Estoy sentado en la misma sala en la que abordé el vuelo rumbo al primer
mitin de campaña presidencial. Han pasado casi cuatro meses de la elección y me
dirijo hacia el estado de aquel evento, Chihuahua. Ese primer acarreo fue en la
entrañable Sierra Tarahumara. Ahora me dirijo a la capital para cubrir a Sabina
y Serrat.
Me voy de Monterrey con el ya conocido desasosiego por dejar a los míos.
Me encuentro con las mismas escenas de bienvenida y despedida en el aeropuerto.
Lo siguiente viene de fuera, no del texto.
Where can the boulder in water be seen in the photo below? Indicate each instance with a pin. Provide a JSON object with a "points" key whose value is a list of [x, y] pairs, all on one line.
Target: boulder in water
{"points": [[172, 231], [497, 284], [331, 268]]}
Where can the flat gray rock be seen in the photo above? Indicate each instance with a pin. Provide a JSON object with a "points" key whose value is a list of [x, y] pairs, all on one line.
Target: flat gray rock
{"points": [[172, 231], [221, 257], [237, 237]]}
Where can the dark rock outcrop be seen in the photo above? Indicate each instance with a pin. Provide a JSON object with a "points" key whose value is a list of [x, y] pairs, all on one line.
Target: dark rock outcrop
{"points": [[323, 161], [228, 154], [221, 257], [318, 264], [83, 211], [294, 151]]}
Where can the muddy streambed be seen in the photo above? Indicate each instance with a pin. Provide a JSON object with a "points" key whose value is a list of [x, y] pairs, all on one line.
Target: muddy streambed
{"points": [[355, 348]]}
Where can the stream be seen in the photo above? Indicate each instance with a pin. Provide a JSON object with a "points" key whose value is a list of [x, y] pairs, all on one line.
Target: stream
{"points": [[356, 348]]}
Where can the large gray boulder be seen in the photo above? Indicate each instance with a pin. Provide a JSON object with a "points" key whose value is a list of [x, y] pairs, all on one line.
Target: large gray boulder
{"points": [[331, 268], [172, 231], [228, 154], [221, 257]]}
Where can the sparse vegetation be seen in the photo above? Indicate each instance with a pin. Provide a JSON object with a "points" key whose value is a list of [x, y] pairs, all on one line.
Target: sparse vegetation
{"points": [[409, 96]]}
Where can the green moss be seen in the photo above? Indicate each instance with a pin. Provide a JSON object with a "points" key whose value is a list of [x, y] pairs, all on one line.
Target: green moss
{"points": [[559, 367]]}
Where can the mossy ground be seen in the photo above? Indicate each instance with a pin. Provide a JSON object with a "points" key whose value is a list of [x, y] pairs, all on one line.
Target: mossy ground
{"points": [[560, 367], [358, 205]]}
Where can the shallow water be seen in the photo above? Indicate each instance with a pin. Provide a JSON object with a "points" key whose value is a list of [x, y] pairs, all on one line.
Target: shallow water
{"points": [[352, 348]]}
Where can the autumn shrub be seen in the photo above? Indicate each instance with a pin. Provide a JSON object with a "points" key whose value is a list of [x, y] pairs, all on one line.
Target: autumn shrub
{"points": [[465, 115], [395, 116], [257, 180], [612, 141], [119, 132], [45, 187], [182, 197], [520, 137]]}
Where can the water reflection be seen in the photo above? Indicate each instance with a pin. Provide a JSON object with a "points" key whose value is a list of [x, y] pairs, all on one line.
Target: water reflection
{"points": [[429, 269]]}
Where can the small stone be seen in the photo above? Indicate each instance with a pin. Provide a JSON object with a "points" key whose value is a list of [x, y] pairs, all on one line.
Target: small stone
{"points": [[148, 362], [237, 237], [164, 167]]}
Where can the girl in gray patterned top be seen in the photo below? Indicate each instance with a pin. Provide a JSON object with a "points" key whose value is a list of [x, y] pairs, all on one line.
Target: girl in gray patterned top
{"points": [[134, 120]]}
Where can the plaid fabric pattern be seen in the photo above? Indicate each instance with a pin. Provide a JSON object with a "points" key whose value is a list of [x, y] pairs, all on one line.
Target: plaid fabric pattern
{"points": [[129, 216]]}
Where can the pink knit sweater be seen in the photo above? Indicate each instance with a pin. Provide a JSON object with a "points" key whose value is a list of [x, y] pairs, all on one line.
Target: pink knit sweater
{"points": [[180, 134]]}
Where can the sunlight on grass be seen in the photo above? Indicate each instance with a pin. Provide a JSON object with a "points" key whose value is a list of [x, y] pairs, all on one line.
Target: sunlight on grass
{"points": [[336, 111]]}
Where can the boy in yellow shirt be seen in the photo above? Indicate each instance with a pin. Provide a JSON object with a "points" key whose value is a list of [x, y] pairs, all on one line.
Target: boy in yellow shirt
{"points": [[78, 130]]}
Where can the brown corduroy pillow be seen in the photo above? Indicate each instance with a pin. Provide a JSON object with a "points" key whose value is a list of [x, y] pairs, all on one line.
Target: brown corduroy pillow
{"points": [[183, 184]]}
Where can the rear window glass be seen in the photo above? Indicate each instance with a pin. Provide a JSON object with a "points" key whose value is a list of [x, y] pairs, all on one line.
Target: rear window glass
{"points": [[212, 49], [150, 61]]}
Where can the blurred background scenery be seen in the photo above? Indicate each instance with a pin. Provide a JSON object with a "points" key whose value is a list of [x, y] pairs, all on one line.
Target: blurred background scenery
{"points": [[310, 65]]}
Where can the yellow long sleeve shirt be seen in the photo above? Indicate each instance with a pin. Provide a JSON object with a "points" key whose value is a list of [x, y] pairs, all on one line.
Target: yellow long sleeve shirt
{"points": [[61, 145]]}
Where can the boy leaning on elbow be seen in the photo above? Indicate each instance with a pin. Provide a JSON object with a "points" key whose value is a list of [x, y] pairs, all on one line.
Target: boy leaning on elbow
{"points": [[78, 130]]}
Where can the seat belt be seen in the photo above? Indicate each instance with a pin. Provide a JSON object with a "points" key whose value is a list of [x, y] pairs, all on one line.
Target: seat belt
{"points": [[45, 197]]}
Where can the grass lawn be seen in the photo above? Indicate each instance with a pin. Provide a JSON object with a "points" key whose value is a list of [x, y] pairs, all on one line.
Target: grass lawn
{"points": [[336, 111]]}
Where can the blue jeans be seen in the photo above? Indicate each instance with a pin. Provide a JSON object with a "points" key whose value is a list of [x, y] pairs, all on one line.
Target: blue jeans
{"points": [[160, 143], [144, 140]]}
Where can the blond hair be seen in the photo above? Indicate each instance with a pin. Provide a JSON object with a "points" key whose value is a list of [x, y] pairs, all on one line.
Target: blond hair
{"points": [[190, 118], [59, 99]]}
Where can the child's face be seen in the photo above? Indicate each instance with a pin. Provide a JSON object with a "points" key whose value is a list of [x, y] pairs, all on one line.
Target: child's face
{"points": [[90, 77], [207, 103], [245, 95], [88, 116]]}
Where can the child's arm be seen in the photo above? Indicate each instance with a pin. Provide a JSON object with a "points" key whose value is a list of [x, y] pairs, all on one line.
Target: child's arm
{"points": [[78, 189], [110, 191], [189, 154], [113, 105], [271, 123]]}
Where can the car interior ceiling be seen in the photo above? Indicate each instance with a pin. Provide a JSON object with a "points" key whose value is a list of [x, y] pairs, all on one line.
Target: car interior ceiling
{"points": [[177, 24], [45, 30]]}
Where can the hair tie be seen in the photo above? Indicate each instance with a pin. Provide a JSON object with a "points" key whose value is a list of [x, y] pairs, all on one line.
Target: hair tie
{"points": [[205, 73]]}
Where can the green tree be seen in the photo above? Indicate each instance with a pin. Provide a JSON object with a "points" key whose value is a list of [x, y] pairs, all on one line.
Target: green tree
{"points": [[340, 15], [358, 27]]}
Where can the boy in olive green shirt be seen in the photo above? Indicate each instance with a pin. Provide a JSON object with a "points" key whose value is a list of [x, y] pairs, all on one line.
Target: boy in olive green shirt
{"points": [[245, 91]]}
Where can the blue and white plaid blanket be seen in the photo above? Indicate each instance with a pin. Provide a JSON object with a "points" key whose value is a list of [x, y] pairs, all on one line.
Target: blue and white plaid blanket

Para mí, sin embargo, los viajes son el adiós, no reencuentro. Pasado habla por
mí.
Vuelvo a sentir al taciturno y enfadoso compañero que puedo ser cuando
viajo en soledad. Vuelvo a sentir el necesario desprendimiento que debe tener
uno en los viajes. Si uno intenta apropiarse de lo que mira en su tránsito lo
terminará siendo. Yo no nací para ir de un lado a otro sin mapa en mano.
Necesito laberinto.
El tiempo avanza con pies de plomo. Nada de lo que veo me hace sentir
sereno. Será que me la paso en la contemplación de mí mismo y lo que menos soy
es eso: armonía. Intranquilo, presa de todas las dudas, me consumo. Soy un haz
de nervios. ¿Así se habrá sentido mamá cuando nos abandonaba a mí y a la
Ciudad?
Prefiero no mirar a los ojos. Me evado. Todo el tiempo tengo la urgencia
del compromiso y hoy debo tomarme un respiro. Me han dicho que me tome esto
como un descanso. Habría que dejar de ser yo entonces, por unos días.
Imposible.
Ha sido un año intenso. Un año de estaciones perdidas. Digo perdidas en
un sentido literario: sin duda ha habido aprendizajes, pruebas, más triunfos
que derrotas, revelaciones y hallazgos, pero creo que los candidatos, los
partidos, el país perdieron la oportunidad de reinventarse, reformarse, cambiar
el rumbo.
Por lo
pronto, no dejo de pensar que mis hijos vivirán por primera vez en un país gobernado por el PRI.